I would much rather see crypto slowly become a viable alternative to put pressure on shams like the federal reserve.

an alternative and then the norm is where I see it going. For a long time, there hasn't been an alternative and what we are currently doing is creating and testing the changeover. Bit by bit, the value will cross the divide and make the current system continually more unstable, which will quicken the process until it is a flood.

Once again a pleasure to read 😊

And I can imagine that laying your ledger is quite a stressful event.

Pretty stressful and my wife still doesn't get it :D

You just wrote about what i told somebody... the the thing is , if we adopt crypto we are taking power from the government. So cryptos have to find a way of adding to the economy before it will bigger accepted. I also feel that once a powerful country adopts it, then other countries will key into it. But adoption of anything will start from educating the public

government adoption is one way, public adoption might lead in a better direction.

I Totally agree with this..

"Perhaps we should demand better from ourselves first."

You could be onto something there. I wonder if those who don't believe consumers can change supply and instead demand change via authoritarianism have considered this.

Probably not. We as a society go and riot in the street as if it does something when an authority bows under the pressure. It is literally the definition of an appeal to authority -

*Don't protest, don't riot, don't say a word. Change.

I guess it's to much like hard work to change yourself and take responsibility for yourself. I get it. There are days when I wish I could be a naive child being looked after by my parents again.

I tried to tell my wife about some of the different keys and all that necessary to keep the stuff safe and she was like huh? That sounds dumb you can’t recover. Going to be the way of technology!

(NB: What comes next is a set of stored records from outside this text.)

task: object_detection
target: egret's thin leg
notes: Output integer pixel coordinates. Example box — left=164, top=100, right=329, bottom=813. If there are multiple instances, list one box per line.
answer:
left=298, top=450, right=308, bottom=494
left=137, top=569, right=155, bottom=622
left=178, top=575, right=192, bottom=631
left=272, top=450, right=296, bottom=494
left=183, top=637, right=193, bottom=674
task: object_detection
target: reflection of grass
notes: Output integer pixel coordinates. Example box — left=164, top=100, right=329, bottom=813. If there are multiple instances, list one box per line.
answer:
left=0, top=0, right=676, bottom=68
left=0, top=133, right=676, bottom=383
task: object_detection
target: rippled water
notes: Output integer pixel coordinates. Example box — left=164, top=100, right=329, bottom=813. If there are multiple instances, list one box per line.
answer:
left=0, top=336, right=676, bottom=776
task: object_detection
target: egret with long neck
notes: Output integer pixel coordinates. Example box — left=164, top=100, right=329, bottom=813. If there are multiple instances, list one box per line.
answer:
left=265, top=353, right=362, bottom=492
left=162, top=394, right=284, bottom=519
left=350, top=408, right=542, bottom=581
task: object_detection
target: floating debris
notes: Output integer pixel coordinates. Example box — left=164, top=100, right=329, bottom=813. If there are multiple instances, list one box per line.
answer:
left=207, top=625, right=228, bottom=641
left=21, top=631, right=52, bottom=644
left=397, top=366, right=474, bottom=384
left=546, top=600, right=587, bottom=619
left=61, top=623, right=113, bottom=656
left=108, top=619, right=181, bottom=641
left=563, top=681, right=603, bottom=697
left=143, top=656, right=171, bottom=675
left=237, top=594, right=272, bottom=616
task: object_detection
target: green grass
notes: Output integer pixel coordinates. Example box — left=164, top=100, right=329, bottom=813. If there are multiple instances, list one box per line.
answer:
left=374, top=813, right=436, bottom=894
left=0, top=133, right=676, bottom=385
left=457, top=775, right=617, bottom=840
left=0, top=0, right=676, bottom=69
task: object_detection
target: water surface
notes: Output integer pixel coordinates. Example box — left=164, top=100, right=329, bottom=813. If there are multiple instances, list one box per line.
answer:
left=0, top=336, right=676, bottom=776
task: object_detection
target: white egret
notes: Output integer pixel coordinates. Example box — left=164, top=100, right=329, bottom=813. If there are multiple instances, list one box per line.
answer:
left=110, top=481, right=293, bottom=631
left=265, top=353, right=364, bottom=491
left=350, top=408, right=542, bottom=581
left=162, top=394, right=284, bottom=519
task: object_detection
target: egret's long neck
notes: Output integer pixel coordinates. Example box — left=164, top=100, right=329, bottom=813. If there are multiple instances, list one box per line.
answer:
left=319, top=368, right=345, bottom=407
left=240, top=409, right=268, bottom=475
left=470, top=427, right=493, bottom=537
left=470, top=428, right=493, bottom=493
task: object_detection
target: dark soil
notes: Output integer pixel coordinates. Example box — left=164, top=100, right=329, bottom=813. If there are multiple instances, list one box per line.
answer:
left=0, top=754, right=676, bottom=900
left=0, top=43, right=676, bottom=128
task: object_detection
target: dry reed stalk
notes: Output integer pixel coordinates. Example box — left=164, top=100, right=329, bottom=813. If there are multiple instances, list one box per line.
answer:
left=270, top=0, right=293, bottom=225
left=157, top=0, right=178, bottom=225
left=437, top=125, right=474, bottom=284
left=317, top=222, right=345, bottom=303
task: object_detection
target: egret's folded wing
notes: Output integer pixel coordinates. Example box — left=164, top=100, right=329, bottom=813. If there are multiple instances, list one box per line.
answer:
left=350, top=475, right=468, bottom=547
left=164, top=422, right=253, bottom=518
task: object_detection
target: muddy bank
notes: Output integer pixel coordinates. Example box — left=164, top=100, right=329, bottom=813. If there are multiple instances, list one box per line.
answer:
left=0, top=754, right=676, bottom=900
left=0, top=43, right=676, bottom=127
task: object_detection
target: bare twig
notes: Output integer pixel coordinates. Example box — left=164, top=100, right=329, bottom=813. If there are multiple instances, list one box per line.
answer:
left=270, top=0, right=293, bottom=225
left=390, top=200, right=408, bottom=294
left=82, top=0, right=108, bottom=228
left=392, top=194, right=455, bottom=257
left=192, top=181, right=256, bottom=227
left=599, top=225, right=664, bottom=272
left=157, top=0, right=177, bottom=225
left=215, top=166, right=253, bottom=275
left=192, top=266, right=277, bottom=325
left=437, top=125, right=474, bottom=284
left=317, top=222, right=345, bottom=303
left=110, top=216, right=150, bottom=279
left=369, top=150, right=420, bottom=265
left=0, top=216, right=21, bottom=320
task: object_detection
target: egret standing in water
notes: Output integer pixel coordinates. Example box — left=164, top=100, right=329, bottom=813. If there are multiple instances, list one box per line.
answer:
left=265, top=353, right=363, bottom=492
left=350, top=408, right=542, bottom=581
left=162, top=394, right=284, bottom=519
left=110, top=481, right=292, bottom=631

Some people are more in tune to technology. I met a woman who was 93 and had an iPad, Fakebook checking her stocks and was face timing with her great grandkids. Granted she’s American and probably well educated but we might not give them the credit they deserve.

I also fear what our kids will say we are too old to understand lol

There is something like 20% of BTC locked and lost forever. Just think over time how much more will be.

I also fear what our kids will say we are too old to understand lol

While they spend their time consuming what we have created :D

"I had a bit of a panic moment today - I couldn't get the pass phrase for my Ledger"

Losing your Ledger pass phrase has to be one of the scariest thoughts of every crypto holder lol.

Yep, but not as bad as the time I couldn't remember my LastPass password! :D I am more careful now.

Having to keep track of lots of passwords or phrase is somewhat stressful.. I remembered when I first joined the blockchain I was advised to write my password in different places both electronically and on paper

I was advised to write my password in different places both electronically and on paper

Many people don't do this.

I can feel your panic even after reading the first to second sentence. I had similar issues with password. It's hard to keep track and re-print it especially when you regularly changes it.

Say's Law of Supply & Demand is a good fit here. This is a solid truth. I got caught with a laugh at the beginning of this post because of your wife's comment "no one would know what it was anyway" BWahHAHAHaa!!! Probably true. We had a motorhome about a year and a half ago. It had a bunch of old wallet keys in it from when I was discovering crypto (none of them containing much value). I imagined the puzzled look on the faces of those who obtained them. LOL.

I went on to be delighted with the rest of your post and its honesty. Thanks for sharing. :)

Yeah. That's why I hodl obscure stuff like BAN!

For the record: I got my first computer in fall 1980, which puts me close to 40 years at the keyboard. I'm not a grandma, though :)

I'm sure somebody said this before Brene Brown but: "Be the change you want to see" has been a thing with me for a while now.

I don't hate government or corporations. I sometimes (often) dislike a thing or practice, but there is only one way to guarantee change. Be the change.

I'm on catch up. Took most of the day off yesterday to go for a hike. Another change I'd like to see.